November’s job growth was probably the smallest in nearly two years. This is because mounting concerns about a recession have cooled demand for labor. This could give the Federal Reserve confidence to slow its interest rate hikes. Reuters reported that the Labor Department’s employment report, which will also show a continued slowdown in wage growth last month, follows Thursday’s announcement of a slowdown in inflation.
Although the labor market remains tight, with 1.7 job openings for every unemployed worker in October, the Fed is likely to continue tightening monetary policy through the first half of 2023. Economic experts also predict a short, shallow recession next year due to the strength of the labor market. “It’s good news, but not particularly encouraging news. The labor market is still very tight and very strong,” said Agron Nicaj, U.S. economist at MUFG. The Fed may slow down the pace of rate hikes, but it isn’t going to completely stop.”
Based on a poll of economists conducted by Reuters, the survey of business establishments is likely to show that non-farm payrolls increased by 200,000 last month. This is the lowest number since December 2020. There were estimates ranging from 133,000 to 270,000. Reuters’ poll was conducted before a report from the Institute for Supply Management on Thursday, which showed manufacturing contracting for the first time in 2-1/2 years and factory jobs falling sharply. Accordingly, some economists revised their November payroll predictions downward.

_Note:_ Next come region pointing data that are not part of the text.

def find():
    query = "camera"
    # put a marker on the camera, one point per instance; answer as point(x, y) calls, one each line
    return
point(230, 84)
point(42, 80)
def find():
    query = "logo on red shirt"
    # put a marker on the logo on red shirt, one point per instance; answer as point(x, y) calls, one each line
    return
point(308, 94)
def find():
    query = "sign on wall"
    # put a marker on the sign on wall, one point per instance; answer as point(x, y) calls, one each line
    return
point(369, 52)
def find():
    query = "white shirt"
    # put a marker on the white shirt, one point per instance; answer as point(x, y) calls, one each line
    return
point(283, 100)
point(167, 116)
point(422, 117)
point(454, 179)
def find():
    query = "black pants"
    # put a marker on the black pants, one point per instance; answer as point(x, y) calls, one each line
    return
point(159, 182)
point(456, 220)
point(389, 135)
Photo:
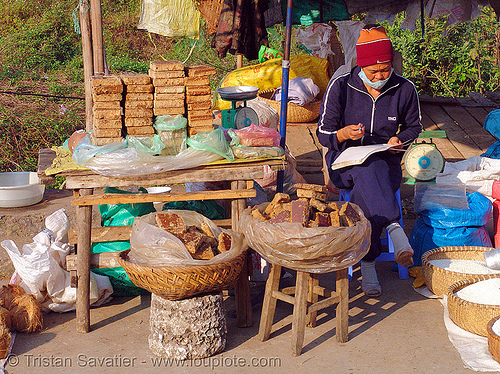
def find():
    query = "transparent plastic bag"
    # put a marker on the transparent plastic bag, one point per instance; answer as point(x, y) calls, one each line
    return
point(172, 132)
point(314, 250)
point(152, 246)
point(254, 135)
point(241, 151)
point(124, 160)
point(146, 144)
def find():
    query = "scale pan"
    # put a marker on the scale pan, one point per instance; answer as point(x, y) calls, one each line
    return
point(238, 92)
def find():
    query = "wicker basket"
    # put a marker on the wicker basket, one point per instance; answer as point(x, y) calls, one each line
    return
point(493, 339)
point(439, 280)
point(468, 315)
point(294, 113)
point(180, 282)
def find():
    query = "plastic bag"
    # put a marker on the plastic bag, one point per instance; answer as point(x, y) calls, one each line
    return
point(314, 250)
point(254, 135)
point(40, 267)
point(316, 38)
point(268, 116)
point(268, 75)
point(172, 18)
point(440, 196)
point(423, 238)
point(477, 215)
point(147, 144)
point(152, 246)
point(257, 152)
point(122, 159)
point(172, 132)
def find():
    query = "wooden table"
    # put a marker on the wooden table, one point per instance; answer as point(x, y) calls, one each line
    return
point(84, 183)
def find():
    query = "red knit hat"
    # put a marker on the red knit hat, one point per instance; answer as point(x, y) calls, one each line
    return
point(373, 47)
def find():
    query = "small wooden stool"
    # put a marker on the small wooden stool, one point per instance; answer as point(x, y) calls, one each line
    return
point(305, 304)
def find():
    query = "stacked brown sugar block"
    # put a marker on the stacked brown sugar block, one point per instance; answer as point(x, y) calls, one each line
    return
point(310, 209)
point(169, 91)
point(107, 95)
point(138, 104)
point(199, 98)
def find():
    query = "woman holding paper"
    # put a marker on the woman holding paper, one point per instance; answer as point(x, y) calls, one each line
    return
point(372, 105)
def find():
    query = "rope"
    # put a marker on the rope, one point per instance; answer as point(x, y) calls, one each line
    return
point(75, 15)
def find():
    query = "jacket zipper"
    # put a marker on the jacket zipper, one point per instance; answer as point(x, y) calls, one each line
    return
point(373, 101)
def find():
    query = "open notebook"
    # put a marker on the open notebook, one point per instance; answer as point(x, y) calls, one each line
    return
point(357, 155)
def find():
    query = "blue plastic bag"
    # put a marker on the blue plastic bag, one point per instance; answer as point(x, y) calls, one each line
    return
point(423, 238)
point(477, 215)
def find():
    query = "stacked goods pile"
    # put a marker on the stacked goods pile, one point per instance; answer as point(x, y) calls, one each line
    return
point(201, 243)
point(138, 104)
point(18, 310)
point(107, 95)
point(199, 99)
point(310, 209)
point(168, 82)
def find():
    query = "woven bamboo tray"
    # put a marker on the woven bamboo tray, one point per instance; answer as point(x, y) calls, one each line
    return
point(294, 113)
point(468, 315)
point(493, 339)
point(180, 282)
point(439, 280)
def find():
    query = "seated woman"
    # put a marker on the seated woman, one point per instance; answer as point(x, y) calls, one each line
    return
point(372, 105)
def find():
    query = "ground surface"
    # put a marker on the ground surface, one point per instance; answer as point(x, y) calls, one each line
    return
point(400, 332)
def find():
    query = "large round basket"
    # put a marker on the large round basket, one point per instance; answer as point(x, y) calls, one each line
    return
point(468, 315)
point(493, 339)
point(180, 282)
point(439, 280)
point(294, 113)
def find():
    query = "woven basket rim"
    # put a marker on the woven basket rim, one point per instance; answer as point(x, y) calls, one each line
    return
point(435, 276)
point(456, 303)
point(426, 255)
point(122, 255)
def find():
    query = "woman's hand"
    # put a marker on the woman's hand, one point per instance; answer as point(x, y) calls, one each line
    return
point(396, 142)
point(353, 132)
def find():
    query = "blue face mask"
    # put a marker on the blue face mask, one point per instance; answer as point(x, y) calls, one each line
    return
point(378, 85)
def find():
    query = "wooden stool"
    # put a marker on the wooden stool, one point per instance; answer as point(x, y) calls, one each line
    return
point(305, 304)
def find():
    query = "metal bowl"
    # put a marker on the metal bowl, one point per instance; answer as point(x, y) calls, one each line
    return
point(238, 92)
point(20, 189)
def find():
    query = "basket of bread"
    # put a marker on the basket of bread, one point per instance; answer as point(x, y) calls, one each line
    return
point(179, 253)
point(309, 233)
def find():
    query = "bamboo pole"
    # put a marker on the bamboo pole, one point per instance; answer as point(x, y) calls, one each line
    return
point(97, 38)
point(88, 69)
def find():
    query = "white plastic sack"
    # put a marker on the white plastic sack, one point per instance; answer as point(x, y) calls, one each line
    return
point(40, 267)
point(477, 173)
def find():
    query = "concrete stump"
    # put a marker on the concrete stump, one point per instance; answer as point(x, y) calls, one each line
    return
point(189, 328)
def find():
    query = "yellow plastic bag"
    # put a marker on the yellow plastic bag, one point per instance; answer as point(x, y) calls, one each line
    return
point(267, 75)
point(173, 18)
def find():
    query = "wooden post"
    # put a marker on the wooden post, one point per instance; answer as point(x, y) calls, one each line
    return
point(342, 311)
point(84, 227)
point(88, 68)
point(97, 39)
point(242, 287)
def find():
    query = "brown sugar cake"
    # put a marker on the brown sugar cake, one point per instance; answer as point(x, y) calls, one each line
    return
point(171, 222)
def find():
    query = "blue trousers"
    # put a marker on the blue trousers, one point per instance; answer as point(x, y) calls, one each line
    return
point(373, 185)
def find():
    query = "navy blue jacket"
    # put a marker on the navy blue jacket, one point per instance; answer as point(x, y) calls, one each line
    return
point(347, 102)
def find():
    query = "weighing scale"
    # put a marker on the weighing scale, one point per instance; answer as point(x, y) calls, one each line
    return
point(423, 161)
point(242, 116)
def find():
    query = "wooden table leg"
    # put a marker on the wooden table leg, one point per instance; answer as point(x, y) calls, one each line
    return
point(342, 311)
point(242, 288)
point(269, 304)
point(83, 228)
point(299, 312)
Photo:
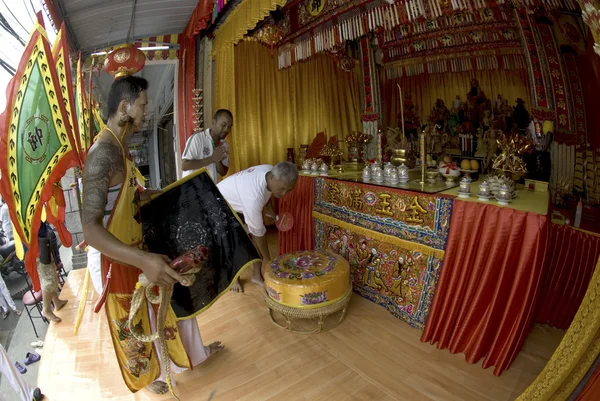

In October, the household survey, from which the unemployment rate is derived, showed a loss of 328,000 jobs, which economists said could affect the November employment count. Employment growth averaged 407,000 jobs per month this year compared with 562,000 in 2021. Fed Chair Jerome Powell said Wednesday that the U.S. central bank could reduce its rate hikes “as soon as December.” Fed officials meet on Dec. 13 and 14. In its fastest rate-hiking cycle since the 1980s, the Fed has raised its policy rate by 375 basis points this year from near zero to 3.75%-4.00%.
Most of the slowdown in hiring was attributed to big companies, according to economists. A number of technology companies, including Twitter, Amazon and Meta, the parent company of Facebook, have announced job cuts. These companies were right-sizing after overhiring during the COVID-19 pandemic, which was reported to economists. According to them, small businesses are still in need of workers. 10.3 million jobs were available at the end of October, many of them in leisure and hospitality, healthcare, and social assistance.
There is no change in the unemployment rate at 3.7%, indicating a still tight labor market. After advancing 0.4% in October, average hourly earnings are forecast to rise 0.3% this month. This would reduce the annual wage increase to a still-high 4.6% from 4.7% in October. A peak of 5.6% wage growth was recorded in March. The personal consumption expenditures price index, which excludes volatile food and energy components, rose 5.0% on a year-over-year basis in October after rising 5.2% in September.